А особых загадок в Аяцкове нет. По крайней мере их не больше, чем в самой сегодняшней России. Конечно, он демократ, но только в специфическом русском смысле, когда под аплодисменты либеральной общественности можно разгонять парламент, издавать бездарные указы и затыкать рот недовольным. Целая плеяда правителей-демократов в центре и на местах усвоила простое правило «политической свободы по-русски»: «вы, подданные, можете ругать власть, можете называть себя хоть либералами, хоть коммунистами, но все решения принимать будем мы». И не дай Бог оказаться у таких людей поперек дороги.
Аяцков демократ просто потому, что в ельцинской России чиновникам, составляющим «партию власти», положено быть «демократами» и «реформаторами» как бы по должности. Это не обижает и оппозицию, ведь политическая конъюнктура переменчива. Если надо быть «своим парнем», он им будет. Если надо будет стать интеллектуалом, не сомневайтесь, Аяцков им завтра же сделается. Саратовский губернатор показал себя надежным партнером для центра. Может, и не выполнит того, что от него ждут, но мешать Москве точно не будет. На протяжении своей политической карьеры Аяцков не раз вступал в конфликт с вышестоящим чиновником. Но при этом непременно заручался поддержкой другого начальника, стоящего еще выше: губернатора против мэра, президента против губернатора.
Такие люди нужны власти. Любой власти.
Глава 6. Народ
Говорят, что каждый народ получает такое правительство, какого заслуживает. Идеологи новой российской власти постоянно жаловались, что им не повезло с народом. Вот если бы у нас люди были такие как, например, в Западной Европе, если бы не эти отвратительные «совки», населяющие шестую часть земного шара, тогда бы дело пошло на лад. Между тем жаловались они зря. Ведь именно неспособность людей к самоорганизации, неразвитость классового и даже корпоративного сознания позволяли режиму еще кое-как выживать. Пользуясь выражением Сталина, «любой другой народ прогнал бы такое правительство». Но в постсоветской России на первом плане были не организованные народные силы, не рабочий класс или крестьянство. Столкнувшись с рынком, люди не способны были сразу осознать свои интересы и объединиться.

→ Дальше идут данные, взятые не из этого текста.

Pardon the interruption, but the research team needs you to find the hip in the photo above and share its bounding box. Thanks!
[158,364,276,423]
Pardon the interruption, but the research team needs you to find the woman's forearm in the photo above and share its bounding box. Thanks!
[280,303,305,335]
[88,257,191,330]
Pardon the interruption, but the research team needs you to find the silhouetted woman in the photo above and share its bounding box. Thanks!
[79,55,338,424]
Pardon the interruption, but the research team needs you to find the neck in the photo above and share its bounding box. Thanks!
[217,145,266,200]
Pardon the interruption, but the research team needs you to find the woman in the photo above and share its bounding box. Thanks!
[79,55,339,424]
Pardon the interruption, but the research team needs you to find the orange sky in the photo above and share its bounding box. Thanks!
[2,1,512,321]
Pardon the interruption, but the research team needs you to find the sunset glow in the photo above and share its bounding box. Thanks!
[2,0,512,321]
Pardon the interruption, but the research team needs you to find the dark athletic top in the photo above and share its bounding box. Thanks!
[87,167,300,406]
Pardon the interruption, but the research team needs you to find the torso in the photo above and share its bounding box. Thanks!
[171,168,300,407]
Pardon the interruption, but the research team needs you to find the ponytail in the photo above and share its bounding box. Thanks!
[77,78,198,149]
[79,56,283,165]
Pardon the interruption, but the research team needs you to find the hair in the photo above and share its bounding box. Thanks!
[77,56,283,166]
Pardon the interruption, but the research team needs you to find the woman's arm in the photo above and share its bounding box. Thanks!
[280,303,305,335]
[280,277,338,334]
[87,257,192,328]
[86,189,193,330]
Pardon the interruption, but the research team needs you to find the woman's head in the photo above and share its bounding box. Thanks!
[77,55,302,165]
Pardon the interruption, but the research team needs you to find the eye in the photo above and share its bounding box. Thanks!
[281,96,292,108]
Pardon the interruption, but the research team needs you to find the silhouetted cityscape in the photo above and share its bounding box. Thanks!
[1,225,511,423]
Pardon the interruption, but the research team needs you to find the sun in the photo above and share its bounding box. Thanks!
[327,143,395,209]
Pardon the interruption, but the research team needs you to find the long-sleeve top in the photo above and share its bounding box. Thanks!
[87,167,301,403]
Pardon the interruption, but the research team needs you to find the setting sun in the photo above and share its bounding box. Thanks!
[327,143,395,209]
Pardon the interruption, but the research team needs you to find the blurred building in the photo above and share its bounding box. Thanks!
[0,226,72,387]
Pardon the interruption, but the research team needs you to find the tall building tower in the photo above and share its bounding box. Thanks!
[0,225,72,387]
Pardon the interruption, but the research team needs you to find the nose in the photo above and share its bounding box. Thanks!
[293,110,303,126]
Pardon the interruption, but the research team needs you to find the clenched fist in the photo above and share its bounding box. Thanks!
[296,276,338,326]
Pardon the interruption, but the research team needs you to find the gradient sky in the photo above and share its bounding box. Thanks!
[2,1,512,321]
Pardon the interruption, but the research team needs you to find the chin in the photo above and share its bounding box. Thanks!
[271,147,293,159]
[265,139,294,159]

Сознание постсоветского общества безусловно является переходным. Но именно эта «переходность» и определила характер происходивших конфликтов, странную и неадекватную реакцию большинства людей на происходящие события, нашу беспомощность и наши неприятности.
Человек, выходящий на улицу с портретом вождя, отобравшего у него последнюю копейку, восторженно приветствующий ту самую власть, которая отнимает будущее у его детей, может казаться смешным. На самом деле он социально опасен. К нему надо относиться серьезно. И его надо понять.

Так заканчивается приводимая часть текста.